The protoype is the same dimensions and weight as the final Razor P100 drone will be and uses the same propulsion, engine gimballing, thrust vectoring and flight control systems.
A program of fully autonomous flights tested avionics, thrust vectoring mechanisms, flight control laws, software, and command and control. The flight tests also enabled early verification of operating procedures.
This latest series of tests focused on the transition of the engines from a hover mode into high-speed winged forward-flight.
The Razor VTOL is designed to deliver critical supplies in challenging environments. The aircraft can also be used to extend the range of air-to-air or air-to-surface missiles such as Brimstone or Hellfire, delivering them over 200 miles. The aircraft deploys the missile for final target acquisition, enhancing the reach and precision of the missile systems.
Razor is launched vertically without a launch system or infrastructure. According to Mayman Aerospace the drone can also be used for ISR, target designation and drone and cruise missile interceptor.
Engineers at Mayman aim for the drone’s top speed to be around 500mph (800km/h). Manufacturing and sales of the P100 is planned to begin in 2025.
David Mayman, founder and CEO of Mayman Aerospace said, “Our recent flight tests were 100% successful and we are confident Razor will reach speeds greater than 450kts.
“As a multi-role, dual use technology Razor is already changing the way defense commanders and civilian leaders are thinking about autonomous VTOL applications. We are a software-driven, hardware company and our team is achieving performance levels once only dreamed about. We are super excited about the next set of flight tests later this year.”

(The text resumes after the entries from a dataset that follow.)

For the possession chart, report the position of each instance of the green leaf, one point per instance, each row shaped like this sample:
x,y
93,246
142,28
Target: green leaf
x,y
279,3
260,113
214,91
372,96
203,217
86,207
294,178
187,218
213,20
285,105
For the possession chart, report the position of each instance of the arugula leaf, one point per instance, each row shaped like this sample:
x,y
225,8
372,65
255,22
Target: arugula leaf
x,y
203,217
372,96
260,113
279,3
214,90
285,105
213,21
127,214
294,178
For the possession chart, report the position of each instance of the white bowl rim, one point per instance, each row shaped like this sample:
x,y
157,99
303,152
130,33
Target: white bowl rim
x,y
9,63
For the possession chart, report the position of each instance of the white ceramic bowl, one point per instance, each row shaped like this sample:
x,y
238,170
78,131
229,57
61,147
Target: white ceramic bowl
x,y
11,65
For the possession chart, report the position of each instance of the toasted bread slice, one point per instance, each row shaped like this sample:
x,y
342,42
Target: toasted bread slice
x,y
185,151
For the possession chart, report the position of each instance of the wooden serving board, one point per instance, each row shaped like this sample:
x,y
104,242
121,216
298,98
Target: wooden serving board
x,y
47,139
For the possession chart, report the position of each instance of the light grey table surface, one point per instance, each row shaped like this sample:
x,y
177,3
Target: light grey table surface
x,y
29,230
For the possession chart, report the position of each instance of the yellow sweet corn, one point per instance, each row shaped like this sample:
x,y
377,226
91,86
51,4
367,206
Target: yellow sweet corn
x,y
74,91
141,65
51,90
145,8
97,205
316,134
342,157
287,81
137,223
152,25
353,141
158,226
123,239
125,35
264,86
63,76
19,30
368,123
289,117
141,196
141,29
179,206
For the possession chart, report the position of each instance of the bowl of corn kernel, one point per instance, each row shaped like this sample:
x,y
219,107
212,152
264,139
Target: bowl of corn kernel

Dr Manu Sharma, chief engineer at Mayman Aerospace said, “In these flight tests we flew seven autonomous mission sets and all systems worked perfectly as planned.
“The primary objective was to validate recent flight-software and control-law updates, with particular attention to the change from hover mode with the engines canted outwards from the aircraft center, to transition mode with all engines canted in the same direction, which is required to get us into winged flight. It is also a benefit to get additional autonomous flight time on the vehicle, take-off and landing in particular, to increase our confidence in the system as a whole.”